Other organisations, like Egypt’s acclaimed Misr El-Kheir, purport to have been shielded from the financial crisis given their non-partisan, apolitical stance and ongoing annual zikat donations over the last three years.

“Our sole focus is on the development of the Egyptian citizen. We steer clear of politics, which has safeguarded us, and the annual zikat which never gets affected,” affirmed the charity’s media spokesperson Hala Said.

The organisation does not accept international donations, relying solely on domestic funds. According to Said, throughout the last three years it has been business as usual, as Egyptians have continued to donate and corporate funding has remained consistent. Religious holidays, Ramadan, Eid and the annual Haj pilgrimage are a high season for donations, say officials. Owing to its solid grounding, Misr El-Kheir — with ministerial approval — is able to collaborate and provide assistance to smaller organisations, like Al-Nour Wal Amal.

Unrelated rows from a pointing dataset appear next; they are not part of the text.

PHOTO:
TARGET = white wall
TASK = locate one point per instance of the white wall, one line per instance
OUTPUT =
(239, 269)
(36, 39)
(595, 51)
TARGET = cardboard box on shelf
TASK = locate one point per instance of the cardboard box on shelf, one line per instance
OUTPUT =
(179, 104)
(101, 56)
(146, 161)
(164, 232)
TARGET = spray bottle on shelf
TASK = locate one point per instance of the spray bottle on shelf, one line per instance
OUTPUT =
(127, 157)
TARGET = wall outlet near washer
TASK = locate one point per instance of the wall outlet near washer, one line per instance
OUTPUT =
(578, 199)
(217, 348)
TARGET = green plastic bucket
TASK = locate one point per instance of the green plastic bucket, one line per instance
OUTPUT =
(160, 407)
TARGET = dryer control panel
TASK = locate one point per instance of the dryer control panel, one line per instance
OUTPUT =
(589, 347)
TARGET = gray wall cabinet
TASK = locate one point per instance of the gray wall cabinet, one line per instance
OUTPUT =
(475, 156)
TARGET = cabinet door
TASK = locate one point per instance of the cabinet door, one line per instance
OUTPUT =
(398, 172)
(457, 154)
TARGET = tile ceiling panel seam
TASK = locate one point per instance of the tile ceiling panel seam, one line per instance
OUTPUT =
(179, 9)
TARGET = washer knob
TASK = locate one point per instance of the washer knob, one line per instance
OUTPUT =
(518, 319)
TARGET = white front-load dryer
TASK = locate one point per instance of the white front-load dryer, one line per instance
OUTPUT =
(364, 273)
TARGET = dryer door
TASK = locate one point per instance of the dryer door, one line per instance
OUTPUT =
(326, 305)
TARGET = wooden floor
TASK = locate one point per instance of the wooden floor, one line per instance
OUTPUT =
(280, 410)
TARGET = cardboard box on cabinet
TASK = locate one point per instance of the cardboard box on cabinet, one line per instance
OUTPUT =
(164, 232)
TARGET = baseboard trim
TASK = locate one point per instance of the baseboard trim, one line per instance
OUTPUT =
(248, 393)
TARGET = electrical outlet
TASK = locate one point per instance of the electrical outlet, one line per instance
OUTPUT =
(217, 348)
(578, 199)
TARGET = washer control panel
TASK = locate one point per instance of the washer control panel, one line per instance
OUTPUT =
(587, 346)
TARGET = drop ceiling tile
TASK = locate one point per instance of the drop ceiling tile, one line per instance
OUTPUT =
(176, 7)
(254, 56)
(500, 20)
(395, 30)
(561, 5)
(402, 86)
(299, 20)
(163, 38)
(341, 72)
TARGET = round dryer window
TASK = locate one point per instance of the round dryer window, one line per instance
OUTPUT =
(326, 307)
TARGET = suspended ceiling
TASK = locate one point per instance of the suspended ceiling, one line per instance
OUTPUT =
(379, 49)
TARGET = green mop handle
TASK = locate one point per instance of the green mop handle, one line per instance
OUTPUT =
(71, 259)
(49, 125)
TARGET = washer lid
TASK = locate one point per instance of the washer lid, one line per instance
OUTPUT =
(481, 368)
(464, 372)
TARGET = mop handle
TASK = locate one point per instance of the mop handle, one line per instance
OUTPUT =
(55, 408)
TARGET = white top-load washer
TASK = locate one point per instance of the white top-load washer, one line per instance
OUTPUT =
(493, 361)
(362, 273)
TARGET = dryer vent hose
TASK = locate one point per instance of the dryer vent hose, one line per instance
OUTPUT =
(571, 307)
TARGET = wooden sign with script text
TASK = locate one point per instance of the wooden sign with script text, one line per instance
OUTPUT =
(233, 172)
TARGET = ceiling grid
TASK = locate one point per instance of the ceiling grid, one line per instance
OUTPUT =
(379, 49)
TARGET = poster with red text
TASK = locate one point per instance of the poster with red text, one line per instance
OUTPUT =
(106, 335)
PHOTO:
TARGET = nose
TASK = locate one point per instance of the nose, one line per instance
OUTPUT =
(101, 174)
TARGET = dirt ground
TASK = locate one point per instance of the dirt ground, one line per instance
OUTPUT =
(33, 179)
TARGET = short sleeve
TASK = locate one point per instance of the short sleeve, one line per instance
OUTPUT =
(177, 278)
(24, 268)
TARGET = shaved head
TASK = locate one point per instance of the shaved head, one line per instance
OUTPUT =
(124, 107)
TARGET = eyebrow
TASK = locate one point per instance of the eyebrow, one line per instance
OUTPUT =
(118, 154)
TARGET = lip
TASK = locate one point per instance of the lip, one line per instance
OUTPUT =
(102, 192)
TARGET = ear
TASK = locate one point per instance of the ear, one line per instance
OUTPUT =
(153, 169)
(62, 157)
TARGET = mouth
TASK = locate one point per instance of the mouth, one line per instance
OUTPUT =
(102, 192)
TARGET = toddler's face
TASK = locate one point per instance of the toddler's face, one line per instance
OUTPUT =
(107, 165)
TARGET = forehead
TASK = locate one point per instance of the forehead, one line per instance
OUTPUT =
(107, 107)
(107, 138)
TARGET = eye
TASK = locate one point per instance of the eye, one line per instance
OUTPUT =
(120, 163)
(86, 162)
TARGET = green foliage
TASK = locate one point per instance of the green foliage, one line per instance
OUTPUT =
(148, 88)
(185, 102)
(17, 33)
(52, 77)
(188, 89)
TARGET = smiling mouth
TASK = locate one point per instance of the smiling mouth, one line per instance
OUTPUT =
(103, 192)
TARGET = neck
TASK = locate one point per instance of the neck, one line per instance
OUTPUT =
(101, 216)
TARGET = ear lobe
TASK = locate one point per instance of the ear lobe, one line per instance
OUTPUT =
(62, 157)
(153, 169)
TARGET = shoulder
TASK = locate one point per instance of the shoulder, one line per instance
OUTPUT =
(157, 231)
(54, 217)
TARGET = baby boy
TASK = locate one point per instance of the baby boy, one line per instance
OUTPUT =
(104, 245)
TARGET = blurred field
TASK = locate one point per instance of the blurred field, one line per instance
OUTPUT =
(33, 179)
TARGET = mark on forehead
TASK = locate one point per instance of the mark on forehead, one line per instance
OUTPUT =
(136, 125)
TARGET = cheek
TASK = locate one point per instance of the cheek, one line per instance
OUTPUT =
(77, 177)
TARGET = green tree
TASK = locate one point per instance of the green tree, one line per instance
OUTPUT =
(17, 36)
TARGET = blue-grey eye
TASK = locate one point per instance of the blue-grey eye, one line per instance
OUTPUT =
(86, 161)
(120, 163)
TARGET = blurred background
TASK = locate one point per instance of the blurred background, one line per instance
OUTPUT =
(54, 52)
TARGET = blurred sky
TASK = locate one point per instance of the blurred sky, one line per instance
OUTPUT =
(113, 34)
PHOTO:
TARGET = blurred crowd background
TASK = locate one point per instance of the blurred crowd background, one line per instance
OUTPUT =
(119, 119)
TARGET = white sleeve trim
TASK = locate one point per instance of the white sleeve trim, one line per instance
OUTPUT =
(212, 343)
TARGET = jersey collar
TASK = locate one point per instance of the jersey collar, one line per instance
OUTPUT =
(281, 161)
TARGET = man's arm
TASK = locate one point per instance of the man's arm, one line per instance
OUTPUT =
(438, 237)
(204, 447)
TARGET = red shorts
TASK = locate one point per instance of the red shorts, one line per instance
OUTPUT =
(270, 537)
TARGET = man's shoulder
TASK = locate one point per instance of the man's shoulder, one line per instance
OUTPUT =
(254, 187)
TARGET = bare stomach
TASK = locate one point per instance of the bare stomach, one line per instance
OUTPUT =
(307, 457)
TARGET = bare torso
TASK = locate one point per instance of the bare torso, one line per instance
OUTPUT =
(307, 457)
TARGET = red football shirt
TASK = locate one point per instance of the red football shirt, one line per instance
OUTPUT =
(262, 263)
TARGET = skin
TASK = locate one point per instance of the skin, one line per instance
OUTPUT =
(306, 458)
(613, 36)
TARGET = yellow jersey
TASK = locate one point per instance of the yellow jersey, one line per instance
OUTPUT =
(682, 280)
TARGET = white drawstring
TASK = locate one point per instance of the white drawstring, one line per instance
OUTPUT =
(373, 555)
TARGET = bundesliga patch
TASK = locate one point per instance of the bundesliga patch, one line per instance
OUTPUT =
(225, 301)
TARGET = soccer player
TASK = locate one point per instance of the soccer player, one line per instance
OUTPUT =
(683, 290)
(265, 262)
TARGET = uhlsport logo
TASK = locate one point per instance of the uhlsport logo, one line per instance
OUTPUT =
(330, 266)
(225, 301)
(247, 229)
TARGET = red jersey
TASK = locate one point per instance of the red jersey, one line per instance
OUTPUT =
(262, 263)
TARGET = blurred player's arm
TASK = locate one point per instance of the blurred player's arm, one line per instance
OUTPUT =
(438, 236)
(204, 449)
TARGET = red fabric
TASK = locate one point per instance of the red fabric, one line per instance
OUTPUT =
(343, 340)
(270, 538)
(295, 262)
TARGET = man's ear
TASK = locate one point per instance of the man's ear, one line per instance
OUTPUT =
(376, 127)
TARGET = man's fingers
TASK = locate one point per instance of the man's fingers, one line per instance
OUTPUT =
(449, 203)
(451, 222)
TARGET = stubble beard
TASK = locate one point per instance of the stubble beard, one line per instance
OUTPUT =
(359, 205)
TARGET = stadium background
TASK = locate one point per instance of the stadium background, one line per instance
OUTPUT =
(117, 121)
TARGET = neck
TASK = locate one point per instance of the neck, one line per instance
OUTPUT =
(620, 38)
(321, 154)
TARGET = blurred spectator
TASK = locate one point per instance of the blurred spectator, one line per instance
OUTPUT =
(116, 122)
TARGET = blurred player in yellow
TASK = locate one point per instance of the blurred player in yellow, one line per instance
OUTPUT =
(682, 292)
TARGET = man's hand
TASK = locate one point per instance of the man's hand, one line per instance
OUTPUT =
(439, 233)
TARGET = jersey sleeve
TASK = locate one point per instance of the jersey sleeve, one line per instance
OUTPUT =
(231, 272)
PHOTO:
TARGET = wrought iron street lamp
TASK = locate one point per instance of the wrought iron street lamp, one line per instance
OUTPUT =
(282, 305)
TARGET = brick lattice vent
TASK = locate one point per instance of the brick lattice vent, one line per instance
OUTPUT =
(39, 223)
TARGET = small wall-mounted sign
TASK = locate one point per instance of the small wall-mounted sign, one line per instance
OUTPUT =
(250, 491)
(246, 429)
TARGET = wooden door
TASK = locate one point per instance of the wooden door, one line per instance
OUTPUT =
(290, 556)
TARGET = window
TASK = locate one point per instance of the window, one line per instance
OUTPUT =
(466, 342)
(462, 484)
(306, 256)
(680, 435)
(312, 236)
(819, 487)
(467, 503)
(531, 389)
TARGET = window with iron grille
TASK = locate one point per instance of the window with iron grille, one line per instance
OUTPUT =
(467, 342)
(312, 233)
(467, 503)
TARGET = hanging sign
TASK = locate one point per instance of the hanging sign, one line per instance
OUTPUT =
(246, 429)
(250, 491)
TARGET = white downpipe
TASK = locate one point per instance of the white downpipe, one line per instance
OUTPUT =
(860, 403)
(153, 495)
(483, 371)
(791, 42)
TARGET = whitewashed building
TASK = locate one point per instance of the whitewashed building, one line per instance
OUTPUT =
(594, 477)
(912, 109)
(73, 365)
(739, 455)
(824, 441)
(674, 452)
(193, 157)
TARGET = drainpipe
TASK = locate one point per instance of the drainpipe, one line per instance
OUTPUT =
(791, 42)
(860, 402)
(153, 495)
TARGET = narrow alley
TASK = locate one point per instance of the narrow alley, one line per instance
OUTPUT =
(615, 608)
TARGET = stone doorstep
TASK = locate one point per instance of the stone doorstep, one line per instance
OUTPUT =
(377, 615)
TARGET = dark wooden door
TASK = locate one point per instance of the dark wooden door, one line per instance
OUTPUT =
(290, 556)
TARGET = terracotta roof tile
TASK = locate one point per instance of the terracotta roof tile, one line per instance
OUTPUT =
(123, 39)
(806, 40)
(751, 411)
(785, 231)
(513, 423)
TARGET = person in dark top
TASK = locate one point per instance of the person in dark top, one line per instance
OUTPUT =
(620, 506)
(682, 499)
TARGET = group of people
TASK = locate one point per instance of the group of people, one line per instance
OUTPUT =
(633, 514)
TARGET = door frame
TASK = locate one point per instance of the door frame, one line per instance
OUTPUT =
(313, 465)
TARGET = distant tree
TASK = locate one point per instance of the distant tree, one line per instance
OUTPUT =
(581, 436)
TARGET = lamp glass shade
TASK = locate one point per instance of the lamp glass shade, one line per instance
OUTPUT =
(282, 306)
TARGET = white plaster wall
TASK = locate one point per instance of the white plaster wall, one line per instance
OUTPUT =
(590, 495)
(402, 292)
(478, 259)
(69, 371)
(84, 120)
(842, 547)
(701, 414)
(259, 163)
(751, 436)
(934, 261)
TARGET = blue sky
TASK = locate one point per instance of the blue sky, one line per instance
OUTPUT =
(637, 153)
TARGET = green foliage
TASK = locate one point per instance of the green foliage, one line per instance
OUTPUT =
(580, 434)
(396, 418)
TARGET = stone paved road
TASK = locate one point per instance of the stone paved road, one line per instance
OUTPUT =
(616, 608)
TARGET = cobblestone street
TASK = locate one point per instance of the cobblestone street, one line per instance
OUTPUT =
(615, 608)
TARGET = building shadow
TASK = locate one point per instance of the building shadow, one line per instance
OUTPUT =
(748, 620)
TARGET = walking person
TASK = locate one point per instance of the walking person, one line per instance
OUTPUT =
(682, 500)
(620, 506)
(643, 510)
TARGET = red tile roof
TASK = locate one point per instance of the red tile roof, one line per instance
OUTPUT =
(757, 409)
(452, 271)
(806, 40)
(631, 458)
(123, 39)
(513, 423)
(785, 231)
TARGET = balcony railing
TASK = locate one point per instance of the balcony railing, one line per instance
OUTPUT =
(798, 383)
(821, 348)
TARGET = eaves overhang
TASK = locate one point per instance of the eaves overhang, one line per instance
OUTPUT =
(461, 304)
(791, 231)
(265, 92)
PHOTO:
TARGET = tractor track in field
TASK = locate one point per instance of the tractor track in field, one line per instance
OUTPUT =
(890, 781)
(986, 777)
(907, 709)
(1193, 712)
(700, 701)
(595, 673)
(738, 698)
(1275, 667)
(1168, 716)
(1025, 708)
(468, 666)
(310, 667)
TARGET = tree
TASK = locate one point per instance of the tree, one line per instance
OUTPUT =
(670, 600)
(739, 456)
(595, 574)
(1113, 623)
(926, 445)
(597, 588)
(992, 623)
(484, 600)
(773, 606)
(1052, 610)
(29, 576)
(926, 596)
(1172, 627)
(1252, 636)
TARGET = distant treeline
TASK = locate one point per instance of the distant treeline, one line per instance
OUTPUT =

Mostafa Zamzam, the spokesman for Dar El-Orman, a charity that supports cancer hospital 57357, similarly claims that the revolution has not impacted his charity's funding, though concedes that this is not the case for most charities. Distinct from many Egyptian foundations, Dar El-Orman accepts donations from abroad. Nonetheless, domestic contributions constitute 95 percent of its funds, according to Zamzam.

“Since the January 25 Revolution we have witnessed a 40 percent increase in donations. In January 2014, we received the first ever donation from an Arab country,” Zamzam told Ahram Online, referring to UAE Sheikh El-Nahyan’s LE100 million donation.

Flexible payment methods have facilitated this increase, upholds Zamzam, drawing attention to online payments and door-to-door donor collection facilities.

Dar El-Orman and Misr El-Kheir are two of the few more fortunate charities that express optimism regarding the future. However, for most, fear and uncertainty overshadow their aspirations and current initiatives. Dr Maghari is one of the many voicing fears on the future prospects of her orphanages and charities alike, underlining the state's negligence despite repeated pleas. The Ministry of Social Affairs rebuffs such accusations, insisting that it supports those in need.

“It is vital that an NGO knows who the right sources are to approach for funding. Any NGO that needs help should come to us at the ministry and we will help,” stated Sultan.

Nonetheless scepticism remains prevalent, as Fikry, Dr Maghari and countless others assert they are yet to receive such support, despite their advances.